Anyone claiming some clerical office by such shady means in the Coptic Orthodox Church or the Church of God in Christ would face a stern rebuke from the proper authorities.  However, with tens of thousands of non-denominational churches with no ecclesiastical authority, any attempt of call such clergy into question has no consequences.  No one can judge, or silence them.
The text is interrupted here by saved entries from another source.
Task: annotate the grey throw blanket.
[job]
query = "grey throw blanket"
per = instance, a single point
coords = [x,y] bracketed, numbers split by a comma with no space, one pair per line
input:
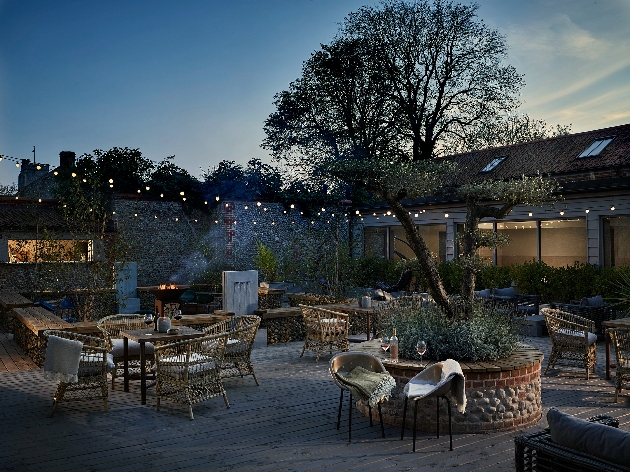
[364,384]
[62,359]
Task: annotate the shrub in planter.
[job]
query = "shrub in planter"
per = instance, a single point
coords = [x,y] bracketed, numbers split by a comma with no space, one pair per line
[489,334]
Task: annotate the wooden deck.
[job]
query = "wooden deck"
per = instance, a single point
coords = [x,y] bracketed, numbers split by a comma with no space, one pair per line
[288,423]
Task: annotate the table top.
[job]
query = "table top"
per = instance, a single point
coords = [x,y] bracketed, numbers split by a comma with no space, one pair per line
[619,323]
[347,307]
[13,300]
[144,335]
Their followers and like-minded colleagues will readily come to their defense denouncing their critics as, “bitter, haters, the enemy,” and other names.  “You can’t judge me, God anointed me, not you” and other phrases are also used against anyone who dares question them about their legitimacy.   But, the current plethora of “hierarchs” is creating a growing number of critics who join non-Christian groups, or drop out of religion all together preferring to just be “spiritual” and good people.   As cheaply as the hierarchal titles are obtained, so the faith of the people becomes cheapened as well.

Monasticism is not an inexpensive process.  It is like selling all of one’s merchandise for one pearl or a field.  But because the pearl of forgiveness is of great price and the field of salvation has a great treasure in it, it is well worth any and every sacrifice.  Even for those of us who cannot actually move into monasteries, practicing asceticism to the degree we are able is a struggle.  They lose friendships as we tend to like to spend time alone.  Many water-cooler conversations will be alien or repulsive to us.  Pursuits that were once the highlight of their lives are put aside for prayer and repentance.  But, monastics pursue greater things than notoriety and popularity, which are fickle and unstable.  Their souls are anchored in the unbroken line of those who renounced the world for the next world from John the Baptist and Jesus Christ to Anthony and Macarius to Brianchaninov and Theophan to Paisious and Seraphim Rose.  They may never pack a stadium full of people who want to hear good preaching.  But, their prayers are a blessing to us all.  And some of them pass down wisdom and spiritual insights that are useful for every generation in every land.

A keeper of the ancient faith

To those who feel a calling on their lives to serve the Lord, please channel your enthusiasm to the disciplined and humble path of monasticism.  Jesus Himself said that the lifestyle is not for everyone.  But, we can all seek to live as close to being a monk or nun as possible.  The writings from ancient to modern monastics are available to us; order and read them.  We have monasteries here in the US; take a pilgrimage and meet one or two.  Under wise spiritual guidance, we can take on a greater pursuit of repentance and renunciation of the world.  We have enough bishops of questionable character and credentials.  We need more Christians who will deny themselves, take up their cross, and follow Jesus.  We need more monks and nuns.